My name's Friday...I'm a music cop...
Somedays, being a raving lunatic has its drawbacks. So many people have been lulled into their primetime TV schedules and 8:30am bowel movements, when you grab them by the collar and let them in on the "dirty little secrets" of the world, the mixture of pity and disgust on their faces can really leave your brain sore.
I grew up in the Land of Truman, where we were often quoted as saying, "Show me!" and "Run Toto, run!" We're a simple folk, we seldom believe the intangible, and when the funnel clouds of reality descend, we head for lower ground...ditches, basements, etc.
The corrollary of that, though, is the old Truman axiom: "How long do you have to let something hit you in the head before you stand up and ask, 'Hey, what's hittin' me in the goddamned head?'"
I once had a buncha hillbilly singers over to the basement, post-show a few months ago, and two of the veterans in the group allowed the homemade beer and store bought tequila to let their minds wander to past shows of "big stars" that had hit First Ave and other places, where they had been the opening act. The conversation turned to harmonizer boards and other tricks of the trade for the talentless.
Thanks to Maureen Ryan of the Chicago Tribune, the cat's further out of the bag than before. The best two paragraphs in the whole story go like this:
According to several producers, the practice of tuning and correcting vocals is especially prevalent in mainstream country music. Studio software can help artists hold a note for what seems like forever, and can help them sound as if they can belt out high notes as easily as Patsy Cline could.
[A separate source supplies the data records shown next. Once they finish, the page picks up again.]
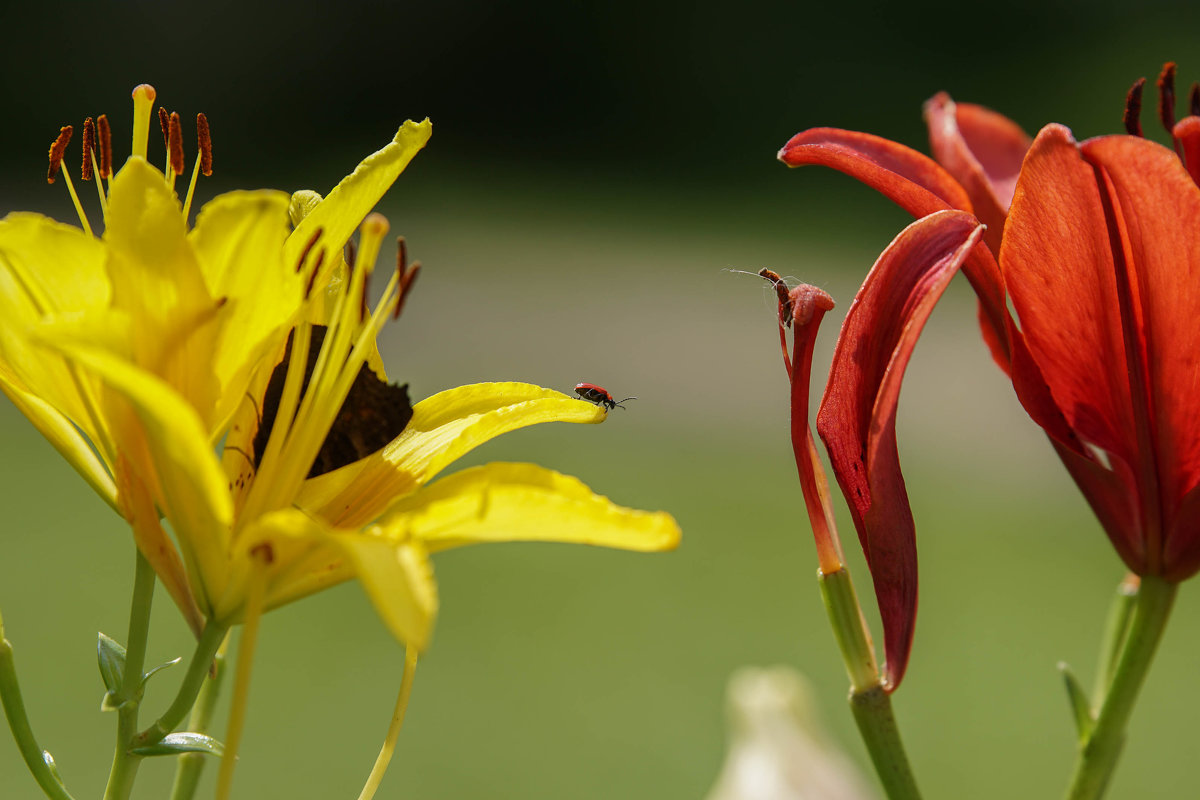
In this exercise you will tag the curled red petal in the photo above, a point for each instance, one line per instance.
(857, 416)
(984, 151)
(918, 185)
(910, 179)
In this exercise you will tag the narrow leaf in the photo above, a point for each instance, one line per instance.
(160, 668)
(1079, 704)
(174, 744)
(112, 662)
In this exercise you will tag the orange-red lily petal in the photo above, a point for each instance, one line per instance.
(858, 413)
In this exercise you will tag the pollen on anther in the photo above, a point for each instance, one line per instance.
(175, 143)
(58, 150)
(1133, 108)
(1167, 96)
(105, 134)
(204, 143)
(89, 148)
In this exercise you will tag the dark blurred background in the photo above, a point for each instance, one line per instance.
(594, 173)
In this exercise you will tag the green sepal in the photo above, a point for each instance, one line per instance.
(175, 744)
(1079, 703)
(112, 662)
(160, 668)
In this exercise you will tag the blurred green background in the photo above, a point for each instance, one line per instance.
(595, 170)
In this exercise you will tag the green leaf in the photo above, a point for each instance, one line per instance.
(174, 744)
(112, 662)
(1079, 704)
(160, 668)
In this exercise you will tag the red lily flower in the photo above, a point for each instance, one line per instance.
(1096, 246)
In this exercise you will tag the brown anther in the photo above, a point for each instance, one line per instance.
(89, 148)
(165, 124)
(204, 143)
(175, 144)
(106, 146)
(785, 299)
(307, 247)
(406, 283)
(1167, 96)
(57, 151)
(316, 271)
(1133, 108)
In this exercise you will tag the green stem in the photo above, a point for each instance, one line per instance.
(190, 765)
(36, 759)
(869, 701)
(125, 764)
(1098, 753)
(197, 671)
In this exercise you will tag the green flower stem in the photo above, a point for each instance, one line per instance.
(125, 764)
(190, 765)
(1099, 751)
(36, 759)
(869, 701)
(193, 681)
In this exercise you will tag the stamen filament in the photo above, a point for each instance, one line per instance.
(143, 106)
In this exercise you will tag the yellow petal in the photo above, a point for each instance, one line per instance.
(399, 579)
(239, 242)
(510, 503)
(343, 209)
(156, 546)
(48, 269)
(157, 282)
(66, 439)
(444, 427)
(168, 446)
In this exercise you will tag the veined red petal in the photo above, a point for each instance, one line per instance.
(1060, 275)
(857, 416)
(983, 150)
(1159, 205)
(918, 185)
(1187, 134)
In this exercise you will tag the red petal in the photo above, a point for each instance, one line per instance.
(1187, 133)
(1159, 205)
(911, 180)
(1060, 274)
(857, 417)
(921, 187)
(983, 150)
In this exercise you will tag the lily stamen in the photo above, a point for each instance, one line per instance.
(1132, 118)
(58, 150)
(105, 139)
(89, 166)
(174, 149)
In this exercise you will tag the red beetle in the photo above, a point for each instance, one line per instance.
(599, 395)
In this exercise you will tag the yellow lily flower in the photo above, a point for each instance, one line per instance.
(143, 353)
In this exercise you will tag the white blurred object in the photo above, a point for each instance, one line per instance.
(778, 750)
''That country music production scene is a pretty rigid environment,'' according to Timothy Powell, a Chicago-based producer/engineer. ''The artists are at the mercy of the producers and the record companies and everybody wants it to be perfect -- they go out of their way to make it perfect.'' Powell, who specializes in recording live performances by everyone from Paul McCartney to Eminem, says he's even starting to see vocal tuning devices show up in concert settings.
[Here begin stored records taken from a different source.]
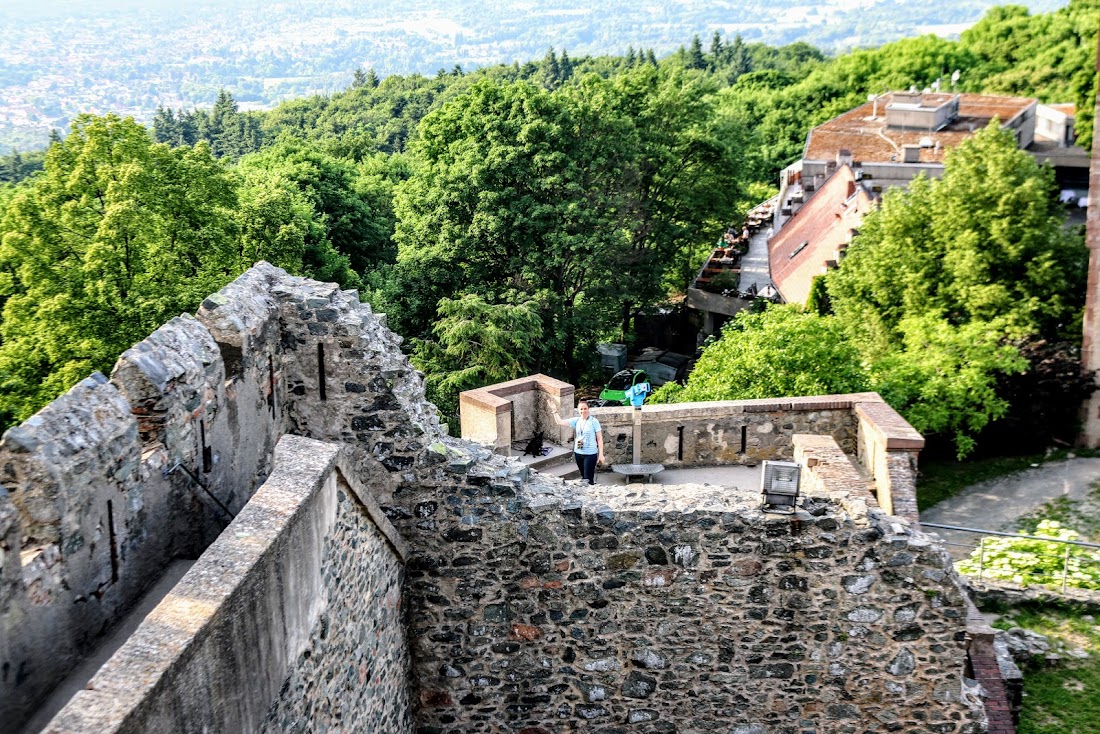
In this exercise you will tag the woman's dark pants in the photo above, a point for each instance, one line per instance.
(586, 462)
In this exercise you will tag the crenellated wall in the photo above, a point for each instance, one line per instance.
(493, 599)
(116, 479)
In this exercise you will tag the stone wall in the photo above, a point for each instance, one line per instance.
(290, 621)
(749, 431)
(498, 415)
(539, 607)
(531, 605)
(114, 479)
(110, 482)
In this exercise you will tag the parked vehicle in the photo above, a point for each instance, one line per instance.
(614, 392)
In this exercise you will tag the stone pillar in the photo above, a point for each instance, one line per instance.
(1090, 344)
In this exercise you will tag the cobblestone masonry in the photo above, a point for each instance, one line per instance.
(292, 621)
(353, 675)
(534, 606)
(543, 607)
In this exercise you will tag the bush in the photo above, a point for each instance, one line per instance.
(1025, 561)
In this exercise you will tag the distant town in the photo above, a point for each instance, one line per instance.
(127, 57)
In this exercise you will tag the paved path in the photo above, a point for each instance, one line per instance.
(755, 263)
(997, 504)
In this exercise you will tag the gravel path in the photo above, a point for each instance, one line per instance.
(999, 503)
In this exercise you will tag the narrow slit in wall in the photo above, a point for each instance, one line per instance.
(271, 384)
(114, 541)
(207, 452)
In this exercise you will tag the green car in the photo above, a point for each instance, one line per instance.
(614, 392)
YES!!!! I just love this article. Anybody want to take bets on who's using these things among the "country elite?" Wake up and stop listening to these talentless fools. Stop listening to the stations that play them. Stop buying CD's from the labels that produce them. Stop buying the products they endorse. Country is music from the heart, written and produced from the struggle of rural sensibilities in an increasingly urban world. If you own CD's by mainstream country artists, take them to used CD stores and sell them...use the money for the homeless, or a food shelter, or the Future of Music Coalition, or anything. Selling this product as the creation of a musical talent borders on criminal fraud, and you and I should no longer have to be a part of it. NASHVILLE SUCKS!!